Raków Częstochowa szybko wyszedł na prowadzenie. Zwycięstwa nie oddał
Raków Częstochowa tydzień temu przegrał z Pogonią Szczecin. To sprawiło, że Lech dzięki zwycięstwu nad “Pasami” zrównał się punktami z ekipą Marka Papszuna. Walka o mistrzostwo wkracza więc w decydującą fazę. W piątek o 20.30 w Częstochowie Raków podejmował walczący o utrzymanie Śląsk Wrocław.
W pierwszych minutach Śląsk kontrolował spotkanie. To jednak “Medaliki” jako pierwsze wpisały się na listę strzelców. W 19. minucie gola zdobył Ariel Mosór, choć sytuacja była sprawdzana na wozie VAR. Chodziło o sytuację z Zoranem Arseniciem, który zdaniem kibiców i ekspertów przytrzymywał obrońcę Śląska przy dośrodkowaniu. Powtórki pokazują, że mogło tak być. Ostatecznie sędzia gola jednak uznał. Kilka minut później to Śląsk trafił do siatki, ale zdaniem arbitra był spalony. Przed przerwą na 2:0 dla Rakowa podwyższył Diaz.
Śląsk od momentu straty drugiej bramki praktycznie nie istniał. Po zmianie stron Raków jeszcze podwyższył prowadzenie. Na 3:0 w 71. minucie trafił Brunes i ustalił wynik meczu. Wykorzystał fatalny błąd Leszczyńskiego.

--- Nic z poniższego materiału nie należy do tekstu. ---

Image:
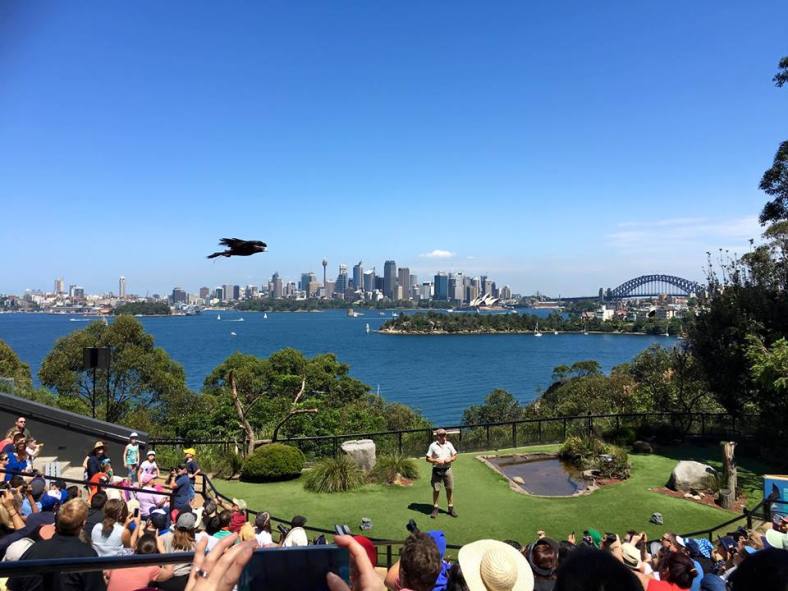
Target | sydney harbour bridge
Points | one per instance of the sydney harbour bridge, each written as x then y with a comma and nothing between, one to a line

To ważne zwycięstwo dla Rakowa w kontekście walki o mistrzostwo Polski. Z kolei porażka oddala Śląska od utrzymania w Ekstraklasie. Wicemistrzowie Polski znów po tej kolejce mogą spaść na ostatnie miejsce, a ponadto strata do bezpiecznej pozycji może wzrosnąć do pięciu oczek. Wiele zależy od grającej w sobotę Lechii Gdańsk.